Furthermore, I rather suspect that the president does not want much discussion of those leaks for another reason: I think a lot of the content is false. I think the Times journalists swallowed a good deal of nonsense. Do you really think he spent many hours choosing the specific targets for our killer drones? I don’t. For one thing, his White House lawyers must have warned him against the practice, because it would expose him — directly and personally — to prosecution for war crimes from bodies like the International Court of Justice, or the various foreign courts that have, on occasion, tried to indict Henry Kissinger or Donald Rumsfeld for their policy decisions. Any attorney worth his billable hours would insist that his client shield himself from such worrisome consequences, by insisting that others — folks in the Pentagon or CIA, for example — make those decisions.
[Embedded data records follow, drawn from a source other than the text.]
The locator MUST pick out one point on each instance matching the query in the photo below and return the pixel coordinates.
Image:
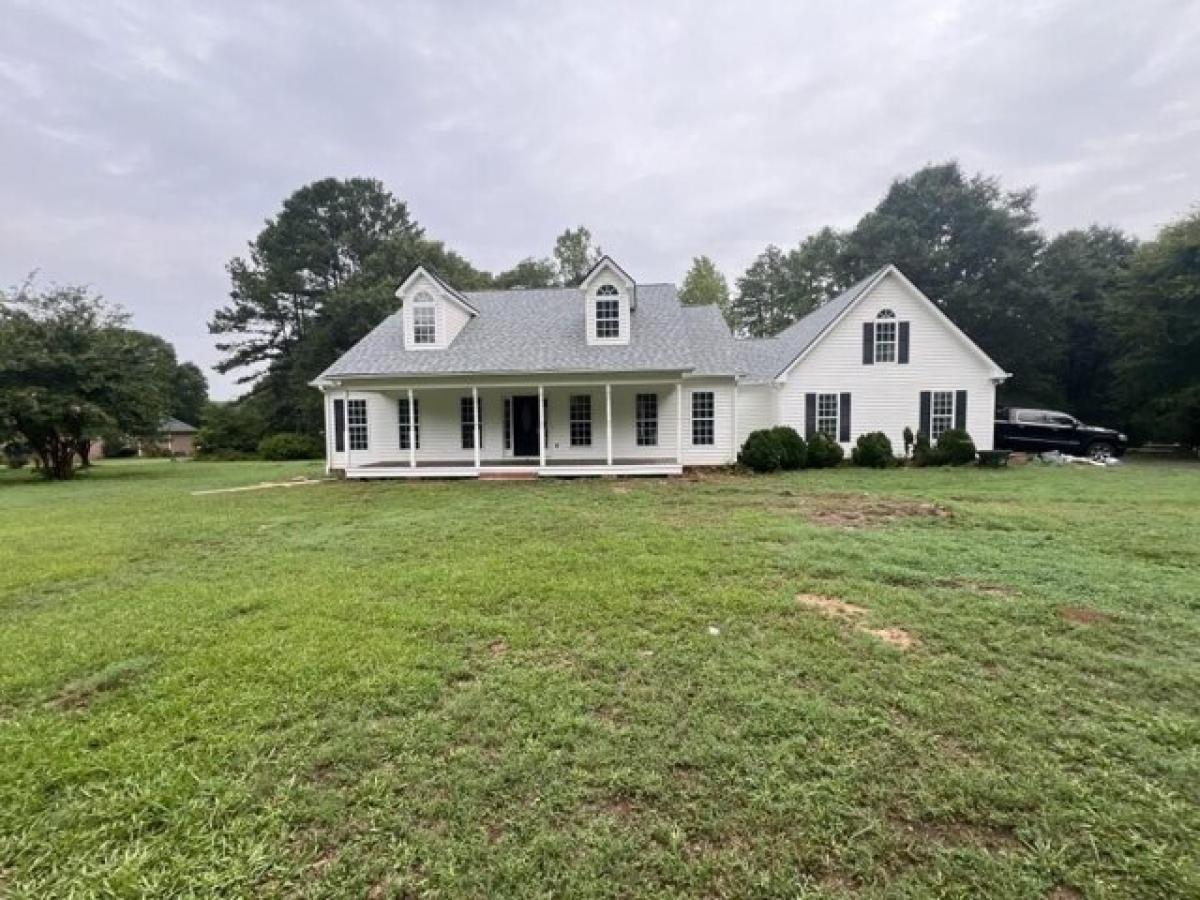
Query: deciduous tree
(70, 369)
(316, 245)
(575, 256)
(705, 285)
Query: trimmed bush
(823, 451)
(873, 450)
(955, 448)
(793, 451)
(762, 451)
(288, 445)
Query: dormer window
(425, 319)
(607, 312)
(886, 336)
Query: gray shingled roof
(768, 357)
(543, 330)
(538, 330)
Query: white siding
(723, 450)
(887, 396)
(756, 409)
(441, 425)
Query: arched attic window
(607, 312)
(425, 319)
(886, 336)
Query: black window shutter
(340, 426)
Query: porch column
(475, 418)
(346, 427)
(733, 437)
(412, 433)
(541, 426)
(607, 419)
(679, 423)
(327, 402)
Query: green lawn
(601, 688)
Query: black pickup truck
(1038, 431)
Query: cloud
(145, 143)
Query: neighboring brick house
(177, 438)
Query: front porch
(561, 430)
(552, 468)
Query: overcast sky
(144, 143)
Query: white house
(616, 377)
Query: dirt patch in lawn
(858, 510)
(84, 691)
(1084, 616)
(832, 606)
(852, 615)
(894, 636)
(958, 834)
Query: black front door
(525, 426)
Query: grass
(601, 689)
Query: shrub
(873, 450)
(955, 448)
(823, 451)
(793, 451)
(289, 445)
(762, 451)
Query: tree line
(72, 372)
(1091, 321)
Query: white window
(647, 419)
(886, 336)
(703, 415)
(581, 420)
(941, 413)
(827, 414)
(357, 423)
(403, 424)
(607, 312)
(425, 319)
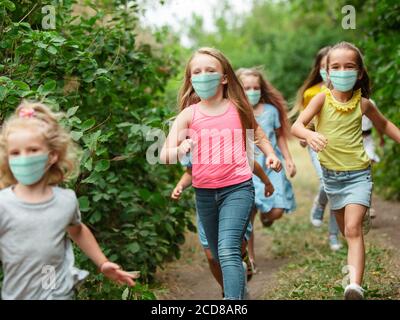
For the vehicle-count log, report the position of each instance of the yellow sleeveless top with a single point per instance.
(340, 123)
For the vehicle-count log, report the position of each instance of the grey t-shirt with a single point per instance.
(35, 251)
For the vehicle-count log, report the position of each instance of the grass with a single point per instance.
(314, 271)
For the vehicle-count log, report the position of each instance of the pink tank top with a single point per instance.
(219, 157)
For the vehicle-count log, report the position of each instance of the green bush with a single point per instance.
(111, 89)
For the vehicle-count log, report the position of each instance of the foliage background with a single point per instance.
(115, 80)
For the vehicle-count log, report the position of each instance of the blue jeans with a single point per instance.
(225, 214)
(321, 198)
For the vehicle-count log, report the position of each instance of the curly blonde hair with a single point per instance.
(36, 115)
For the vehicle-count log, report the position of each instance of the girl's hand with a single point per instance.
(303, 143)
(273, 162)
(114, 272)
(185, 147)
(176, 193)
(316, 141)
(291, 168)
(269, 189)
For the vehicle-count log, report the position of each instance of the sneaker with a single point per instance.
(334, 242)
(246, 291)
(316, 214)
(353, 292)
(366, 222)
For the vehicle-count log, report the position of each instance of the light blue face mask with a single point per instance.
(29, 170)
(253, 96)
(322, 72)
(206, 85)
(343, 81)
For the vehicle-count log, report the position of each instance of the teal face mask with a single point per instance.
(253, 96)
(322, 72)
(206, 85)
(29, 170)
(343, 81)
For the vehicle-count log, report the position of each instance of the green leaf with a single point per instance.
(89, 123)
(52, 50)
(8, 5)
(21, 85)
(72, 111)
(102, 165)
(84, 204)
(133, 247)
(50, 86)
(89, 164)
(76, 135)
(3, 93)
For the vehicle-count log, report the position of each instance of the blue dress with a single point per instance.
(283, 196)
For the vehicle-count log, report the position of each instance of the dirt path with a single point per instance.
(386, 225)
(190, 277)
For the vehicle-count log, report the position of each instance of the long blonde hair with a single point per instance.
(58, 140)
(233, 90)
(269, 94)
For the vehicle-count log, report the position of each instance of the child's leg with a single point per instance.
(235, 208)
(215, 268)
(353, 217)
(339, 215)
(334, 241)
(333, 225)
(252, 255)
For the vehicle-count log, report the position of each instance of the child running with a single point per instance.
(37, 154)
(312, 86)
(345, 165)
(215, 268)
(270, 112)
(218, 118)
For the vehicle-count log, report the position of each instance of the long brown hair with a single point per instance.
(363, 83)
(269, 94)
(313, 78)
(233, 90)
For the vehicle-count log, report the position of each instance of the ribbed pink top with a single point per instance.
(219, 156)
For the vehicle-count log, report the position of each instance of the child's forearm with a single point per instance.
(392, 131)
(169, 155)
(86, 241)
(263, 143)
(186, 180)
(299, 130)
(259, 172)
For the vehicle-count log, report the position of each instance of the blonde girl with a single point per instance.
(37, 154)
(218, 119)
(313, 85)
(270, 111)
(346, 167)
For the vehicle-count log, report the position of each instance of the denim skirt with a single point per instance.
(347, 187)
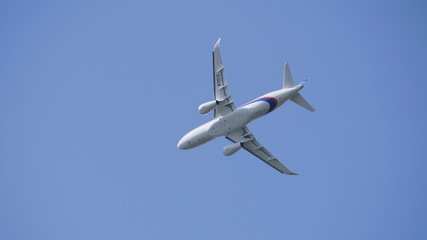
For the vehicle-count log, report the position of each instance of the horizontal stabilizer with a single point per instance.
(298, 99)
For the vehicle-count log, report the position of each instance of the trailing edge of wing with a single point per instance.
(250, 144)
(220, 85)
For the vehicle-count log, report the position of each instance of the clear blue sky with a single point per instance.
(94, 96)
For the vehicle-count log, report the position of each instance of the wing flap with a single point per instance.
(250, 144)
(221, 93)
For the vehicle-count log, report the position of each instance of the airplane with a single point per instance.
(230, 121)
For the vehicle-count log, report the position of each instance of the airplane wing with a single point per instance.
(226, 105)
(254, 147)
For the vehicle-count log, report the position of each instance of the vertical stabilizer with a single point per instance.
(288, 82)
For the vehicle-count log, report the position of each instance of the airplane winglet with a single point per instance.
(217, 43)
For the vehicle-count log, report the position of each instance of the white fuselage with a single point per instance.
(237, 119)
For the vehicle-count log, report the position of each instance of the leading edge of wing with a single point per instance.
(259, 151)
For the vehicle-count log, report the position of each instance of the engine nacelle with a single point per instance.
(207, 107)
(231, 149)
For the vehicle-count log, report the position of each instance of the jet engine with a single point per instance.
(231, 149)
(207, 106)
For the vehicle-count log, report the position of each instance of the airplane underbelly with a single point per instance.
(230, 123)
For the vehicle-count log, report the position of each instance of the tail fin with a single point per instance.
(298, 99)
(288, 82)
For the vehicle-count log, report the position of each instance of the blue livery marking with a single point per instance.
(270, 100)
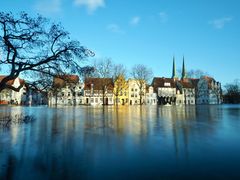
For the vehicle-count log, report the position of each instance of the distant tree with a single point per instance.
(232, 94)
(193, 73)
(142, 74)
(33, 46)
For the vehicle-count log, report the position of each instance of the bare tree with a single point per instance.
(119, 70)
(32, 45)
(103, 68)
(142, 74)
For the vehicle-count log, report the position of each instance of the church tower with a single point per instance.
(174, 74)
(184, 73)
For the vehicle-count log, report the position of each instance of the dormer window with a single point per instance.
(166, 84)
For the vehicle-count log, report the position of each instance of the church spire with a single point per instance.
(184, 74)
(174, 74)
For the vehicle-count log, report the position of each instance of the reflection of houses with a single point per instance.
(136, 90)
(66, 90)
(187, 90)
(151, 96)
(98, 91)
(8, 96)
(209, 91)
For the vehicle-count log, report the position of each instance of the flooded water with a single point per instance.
(129, 142)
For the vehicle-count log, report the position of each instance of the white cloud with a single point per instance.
(46, 6)
(163, 17)
(91, 5)
(115, 28)
(220, 23)
(135, 20)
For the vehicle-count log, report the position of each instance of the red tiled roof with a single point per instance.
(98, 83)
(160, 82)
(187, 83)
(63, 80)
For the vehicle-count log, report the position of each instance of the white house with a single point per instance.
(66, 90)
(136, 90)
(151, 96)
(9, 96)
(208, 91)
(98, 91)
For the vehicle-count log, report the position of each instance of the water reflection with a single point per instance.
(133, 142)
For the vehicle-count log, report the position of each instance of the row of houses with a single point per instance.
(68, 90)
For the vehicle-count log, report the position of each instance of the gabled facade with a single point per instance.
(120, 91)
(98, 91)
(209, 91)
(66, 90)
(8, 96)
(151, 96)
(136, 92)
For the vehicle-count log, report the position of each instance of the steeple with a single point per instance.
(174, 74)
(184, 74)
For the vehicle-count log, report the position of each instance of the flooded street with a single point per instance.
(129, 142)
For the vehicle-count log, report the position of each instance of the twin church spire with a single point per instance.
(174, 74)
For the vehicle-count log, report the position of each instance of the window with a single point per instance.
(167, 84)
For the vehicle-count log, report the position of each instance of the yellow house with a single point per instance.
(120, 91)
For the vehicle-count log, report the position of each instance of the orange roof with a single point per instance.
(62, 80)
(98, 83)
(160, 82)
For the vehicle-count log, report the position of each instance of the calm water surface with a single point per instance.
(129, 142)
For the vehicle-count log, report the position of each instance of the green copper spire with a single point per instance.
(184, 74)
(174, 74)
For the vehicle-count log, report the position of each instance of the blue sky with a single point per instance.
(150, 32)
Do you think that President Obama is the sort who spends hours pouring over lists of potential targets and then makes the targeting decisions? It seems out of character to me. Obama seems more inclined to make “big picture” decisions, like increasing the number of drone strikes, than to get involved with the nuts and bolts.
And what about the cyberwar against Iran? The leaks would have us believe that Obama drove the cyberwar (started before he took office) and then had the Israelis brought in. In the past few hours, a very different version has emerged from Israel. Yossi Melman, a veteran Israeli reporter with well-established sources in the intelligence agencies of that country, wrote in Haaretz:
The Israeli officials actually told me a different version. They said that it was Israeli intelligence that began, a few years earlier, a cyberspace campaign to damage and slow down Iran’s nuclear intentions. And only later they managed to convince the USA to consider a joint operation — which, at the time, was unheard of. Even friendly nations are hesitant to share their technological and intelligence resources against a common enemy.
In other words, it was an Israeli initiative, and the Obama administration had to be cajoled into joining in. Doesn’t that sound like the Obama who has singled out Israel for harsh criticism, who has yet to visit Israel, and who has vetoed the congressional bill to move the American Embassy from Tel Aviv to Jerusalem? I think Timesman David Sanger was gulled into writing that Obama was the driving force behind Stuxnet.
Which brings us back to the “now what?” question. Those many members of Congress who are rightly upset at seeing sensitive matters on the front pages of newspapers and in sensational books are adopting the wrong methods in dealing with it all. They should demand sunshine of public inquiry, not a closed investigation that can drag on for years, which is the most likely result of the activities of “special prosecutors.”
This is not a legal matter, it’s a political and policy issue. If Obama ordered or approved the leaks, there is no crime, since he’s the declassifier-in-chief; he can reveal anything he wishes, without legal consequence. Turning this over to lawyers and judges would be just one more case of the criminalization of policy. If you oppose Obama’s expansion of assassinations, say so, and challenge the policy. Don’t act as if leaking details about a practice the whole world has known about for years is the central issue.
If, in fact, the leaks themselves were part of a systematic deception of the American people, that should be made plain, and those who designed and conducted the deception should pay the political price for their lies.
Now what? First things first. Let’s get the facts. Congress can do it, all by itself. And if it turns out that a good deal of the “information” in those stories is false, then the journalists who were gulled into writing a lot of nonsense might even want to tell it like it is.
UPDATE: Thanks to Dan Raviv–the co-author of the book on Israeli intelligence with Yossi Melman, who informs me that Melman is no longer with Haaretz. Indeed, the link above is to the Raviv-Melman web site.